Sie meinen Trainer Bruno Labbadia?
Ich kann mich jedenfalls an kein Gespräch mit ihm erinnern. Erst nach meinem Wechsel haben wir ein paarmal SMS ausgetauscht. Damals hatte ich das Gefühl, dass ich dorthin geschoben wurde, wo Not am Mann war. Da kannst du dir ausmalen, wie es um dich steht. Da wusste ich: Es ist Zeit, den nächsten Schritt zu machen.
Torsten Lieberknecht ist anders?
Man kann die beiden nicht vergleichen. Ich will auch nichts Schlechtes über Labbadia sagen, schließlich hat er mir zu meinem ersten Bundesligaspiel verholfen. Nur so viel: Bei Lieberknecht habe ich gleich gespürt, dass ich wirklich gebraucht werde.
Sie kamen 2005 zum VfB, waren sechs Jahre in Stuttgart. Was bleibt aus dieser Zeit?
Ich habe beim VfB in der Jugend, in der U 23 und bei den Profis gespielt. Ich bin ein Stuttgarter Junge und froh und dankbar, dass ich meine Ausbildung beim VfB genießen durfte, der mit die beste Jugendarbeit in Deutschland macht. Dort habe ich Dinge gelernt, die wichtig sind für eine Profikarriere – Disziplin, Pünktlichkeit oder auf die Ernährung zu achten.
Woran erinnern Sie sich am liebsten?
An das Training beim Clubheim. Als Jugendspieler schielst du immer rüber zum Stadion und denkst: Dort will ich einmal spielen. Das war eine sehr prägende und emotionale Sache. Auch das Spiel an diesem Sonntag ist für mich eine Herzenssache. Der VfB wird immer meine Heimat sein.

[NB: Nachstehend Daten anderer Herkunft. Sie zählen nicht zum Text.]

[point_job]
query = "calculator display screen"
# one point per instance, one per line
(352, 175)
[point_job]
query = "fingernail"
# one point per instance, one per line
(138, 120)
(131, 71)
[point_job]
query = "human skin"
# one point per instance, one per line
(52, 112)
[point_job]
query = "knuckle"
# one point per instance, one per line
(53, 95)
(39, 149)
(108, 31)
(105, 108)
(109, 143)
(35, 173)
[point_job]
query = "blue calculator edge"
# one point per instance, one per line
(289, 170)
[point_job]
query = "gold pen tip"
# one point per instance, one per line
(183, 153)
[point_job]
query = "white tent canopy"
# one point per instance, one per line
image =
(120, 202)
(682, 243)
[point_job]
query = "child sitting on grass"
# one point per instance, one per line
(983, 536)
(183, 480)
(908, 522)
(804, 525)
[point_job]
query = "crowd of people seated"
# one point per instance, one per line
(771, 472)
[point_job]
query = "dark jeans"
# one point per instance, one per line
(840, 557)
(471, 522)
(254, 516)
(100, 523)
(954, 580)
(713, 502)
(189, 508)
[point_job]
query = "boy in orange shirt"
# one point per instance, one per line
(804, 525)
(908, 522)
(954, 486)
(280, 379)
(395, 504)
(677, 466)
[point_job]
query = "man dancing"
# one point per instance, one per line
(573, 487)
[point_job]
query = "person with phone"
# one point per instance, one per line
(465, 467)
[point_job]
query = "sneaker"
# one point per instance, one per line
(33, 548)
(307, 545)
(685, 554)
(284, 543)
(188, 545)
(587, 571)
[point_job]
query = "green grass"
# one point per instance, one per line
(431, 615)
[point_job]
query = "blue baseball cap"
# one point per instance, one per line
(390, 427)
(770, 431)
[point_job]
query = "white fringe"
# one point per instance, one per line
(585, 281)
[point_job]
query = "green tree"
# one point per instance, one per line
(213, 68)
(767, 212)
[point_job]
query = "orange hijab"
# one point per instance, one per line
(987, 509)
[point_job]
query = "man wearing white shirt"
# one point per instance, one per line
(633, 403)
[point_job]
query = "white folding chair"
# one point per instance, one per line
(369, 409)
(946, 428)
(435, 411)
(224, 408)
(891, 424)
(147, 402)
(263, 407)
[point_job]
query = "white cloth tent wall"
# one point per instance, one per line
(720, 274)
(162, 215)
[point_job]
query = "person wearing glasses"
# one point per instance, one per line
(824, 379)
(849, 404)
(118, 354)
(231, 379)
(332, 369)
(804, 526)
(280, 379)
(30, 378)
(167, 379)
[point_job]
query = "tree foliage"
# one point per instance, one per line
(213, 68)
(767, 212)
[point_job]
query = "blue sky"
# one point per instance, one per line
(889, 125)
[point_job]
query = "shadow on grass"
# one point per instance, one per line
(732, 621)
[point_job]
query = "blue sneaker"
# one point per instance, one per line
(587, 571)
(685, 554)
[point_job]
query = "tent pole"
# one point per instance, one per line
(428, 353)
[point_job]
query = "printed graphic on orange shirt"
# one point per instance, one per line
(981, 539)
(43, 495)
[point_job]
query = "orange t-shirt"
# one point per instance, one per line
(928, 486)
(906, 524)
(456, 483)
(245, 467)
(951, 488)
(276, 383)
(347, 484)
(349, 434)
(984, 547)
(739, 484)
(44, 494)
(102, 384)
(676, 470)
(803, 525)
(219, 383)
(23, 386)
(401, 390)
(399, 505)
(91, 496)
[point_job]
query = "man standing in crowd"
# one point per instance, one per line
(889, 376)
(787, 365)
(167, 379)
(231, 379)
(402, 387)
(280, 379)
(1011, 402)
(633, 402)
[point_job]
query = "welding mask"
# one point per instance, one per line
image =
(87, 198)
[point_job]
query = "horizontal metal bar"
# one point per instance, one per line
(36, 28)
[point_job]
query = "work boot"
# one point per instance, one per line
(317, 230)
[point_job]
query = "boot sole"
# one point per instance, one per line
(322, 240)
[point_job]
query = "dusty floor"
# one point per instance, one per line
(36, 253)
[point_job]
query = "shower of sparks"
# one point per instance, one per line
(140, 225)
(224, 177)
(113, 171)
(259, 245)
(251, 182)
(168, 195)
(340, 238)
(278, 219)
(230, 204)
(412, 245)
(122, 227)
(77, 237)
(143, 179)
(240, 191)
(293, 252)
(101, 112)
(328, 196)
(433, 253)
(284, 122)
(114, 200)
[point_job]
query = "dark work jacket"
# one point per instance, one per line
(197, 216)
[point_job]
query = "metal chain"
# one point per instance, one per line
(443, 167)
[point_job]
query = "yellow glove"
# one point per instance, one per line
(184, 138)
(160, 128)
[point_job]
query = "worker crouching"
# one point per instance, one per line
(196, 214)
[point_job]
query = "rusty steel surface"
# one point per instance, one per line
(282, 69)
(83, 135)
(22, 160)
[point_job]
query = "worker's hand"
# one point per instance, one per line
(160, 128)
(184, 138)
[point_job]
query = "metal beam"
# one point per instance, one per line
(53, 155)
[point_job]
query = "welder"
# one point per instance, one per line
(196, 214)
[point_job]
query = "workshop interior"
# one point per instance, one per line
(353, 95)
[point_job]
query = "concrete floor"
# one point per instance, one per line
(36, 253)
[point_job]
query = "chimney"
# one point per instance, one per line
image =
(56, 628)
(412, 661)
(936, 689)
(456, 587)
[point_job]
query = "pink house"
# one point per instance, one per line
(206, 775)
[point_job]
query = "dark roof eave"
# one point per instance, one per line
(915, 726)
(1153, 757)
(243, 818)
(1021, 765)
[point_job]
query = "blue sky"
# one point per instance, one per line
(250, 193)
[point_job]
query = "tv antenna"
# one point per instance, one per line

Haben Sie noch Kontakt zum VfB?
Jochen Schneider und Fredi Bobic, die beiden Sportdirektoren, haben mir zum Aufstieg gratuliert und mich zum Pokalfinale eingeladen. Leider hatte ich schon meinen Urlaub gebucht. Aber ich habe mich sehr gefreut, dass mich der VfB nicht vergessen hat.
Nächsten Sommer müssen Sie Ihren Urlaub womöglich ausfallen lassen – falls Sie mit Bosnien zur WM nach Brasilien fahren.
Ich bin sehr stolz, für mein Land spielen zu dürfen. Die erste Einladung kam überraschend, aber ich sage mir: Von nichts kommt nichts. Es ist eine Bestätigung für mich. Jetzt sind wir Gruppen-Erster und spielen noch gegen Liechtenstein und in Litauen. Im Fußball ist zwar vieles möglich, aber wir haben Größen wie Vedad Ibisevic, Sejad Salihovic und Edin Dzeko in unserer Mannschaft. Wir müssten uns schon dämlich anstellen, wenn wir das noch hergeben. Und für Brasilien verzichte ich gern auf meinen Urlaub.